# Universe Topic Analysis
This notebook looks at teh topic analysis of the universe of RS papers ($U_p$) and produces various analyses and visualisations used in the main study.

In [None]:
import swifter
import Stemmer

import re

import os
# Should prevent "huggingface/tokenizers: The current process just got forked, after parallelism has already been used. " warning
os.environ["TOKENIZERS_PARALLELISM"] = "false"  

import string 

import nltk
from nltk.stem import PorterStemmer, SnowballStemmer, LancasterStemmer
from nltk.corpus import stopwords
from nltk.tokenize import word_tokenize
from nltk.corpus import words
# nltk.download('words')

from nltk.tokenize import word_tokenize
from nltk.stem import WordNetLemmatizer

from wordcloud import WordCloud, STOPWORDS, ImageColorGenerator

import matplotlib.pyplot as plt
import matplotlib as mpl
from matplotlib.patches import Patch


from mpl_toolkits.axes_grid1.inset_locator import inset_axes

import random
from itertools import chain

import pandas as pd
from matplotlib.pylab import plt

import numpy as np


from glob import glob, iglob
from pathlib import Path

from loguru import logger
from IPython.display import display, clear_output

import seaborn as sns
sns.set_context('paper', font_scale=1.25)

!pwd

# Load Datasets

In [None]:
universe_df = pd.read_feather('../data/processed/2410_universe_papers_with_topics.feather')
recsys_df = pd.read_feather('../data/processed/2410_recsys_papers_with_topics.feather')

universe_df.shape, recsys_df.shape

In [None]:
universe_df_by_id = universe_df.set_index('paperId')
recsys_df_by_id = recsys_df.set_index('paperId')

len(universe_df_by_id), len(recsys_df_by_id)

In [None]:
universe_ids = set(universe_df_by_id.index)
recsys_ids = set(recsys_df_by_id.index)

len(universe_ids), len(recsys_ids)

# The Universe of Topics

In [None]:
has_universe_topic = universe_df['universe_topic_id'].notnull()
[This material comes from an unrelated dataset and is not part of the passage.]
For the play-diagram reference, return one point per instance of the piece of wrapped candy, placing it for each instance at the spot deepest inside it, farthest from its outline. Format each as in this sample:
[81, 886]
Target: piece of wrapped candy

topic_universe_df = universe_df[has_universe_topic].copy()
topic_universe_df.shape

In [None]:
num_all_papers_per_topic = topic_universe_df.groupby('universe_adj_topic_name').size()
num_recsys_papers_per_topic = recsys_df.groupby('recsys_adj_topic_name').size()
num_non_recsys_papers_per_topic = num_all_papers_per_topic-num_recsys_papers_per_topic

topic_universe_paper_ids = set(topic_universe_df['paperId'].unique())
recsys_paper_ids = set(recsys_df['paperId'].unique())

inside_recsys_paper_ids = set(recsys_df[recsys_df['paper_type']=='inside']['paperId'].unique())
outside_recsys_paper_ids = set(recsys_df[recsys_df['paper_type']=='outside']['paperId'].unique())

len(topic_universe_paper_ids), len(recsys_paper_ids), len(inside_recsys_paper_ids), len(outside_recsys_paper_ids)

In [None]:
sorted_topics = topic_universe_df.groupby('universe_adj_topic_name').size().sort_values(ascending=False)

papers_by_topic = (
    topic_universe_df
    .groupby(['universe_adj_topic_name', 'is_core_recsys_paper'])
    .apply(lambda g: g['paperId'].values)
    .unstack()
    .applymap(lambda v: v if type(v) is np.ndarray else [])
    .rename(columns={False:'non_recsys_papers', True:'recsys_papers'})
    .loc[sorted_topics.index]
)

papers_by_topic['papers'] = topic_universe_df.groupby('universe_adj_topic_name')['paperId'].apply(lambda p: p.values)

papers_by_topic['num_papers'] = papers_by_topic['papers'].map(len)
papers_by_topic['num_non_recsys_papers'] = papers_by_topic['non_recsys_papers'].map(len)
papers_by_topic['num_recsys_papers'] = papers_by_topic['recsys_papers'].map(len)

papers_by_topic['total_papers'] = papers_by_topic['num_non_recsys_papers']+papers_by_topic['num_recsys_papers']

papers_by_topic['inside_recsys_papers'] = papers_by_topic['recsys_papers'].swifter.apply(
    lambda papers: list(set(papers).intersection(inside_recsys_paper_ids))
)

papers_by_topic['outside_recsys_papers'] = papers_by_topic['recsys_papers'].swifter.apply(
    lambda papers: list(set(papers).intersection(outside_recsys_paper_ids))
)

papers_by_topic['num_inside_recsys_papers'] = papers_by_topic['inside_recsys_papers'].map(len)
papers_by_topic['num_outside_recsys_papers'] = papers_by_topic['outside_recsys_papers'].map(len)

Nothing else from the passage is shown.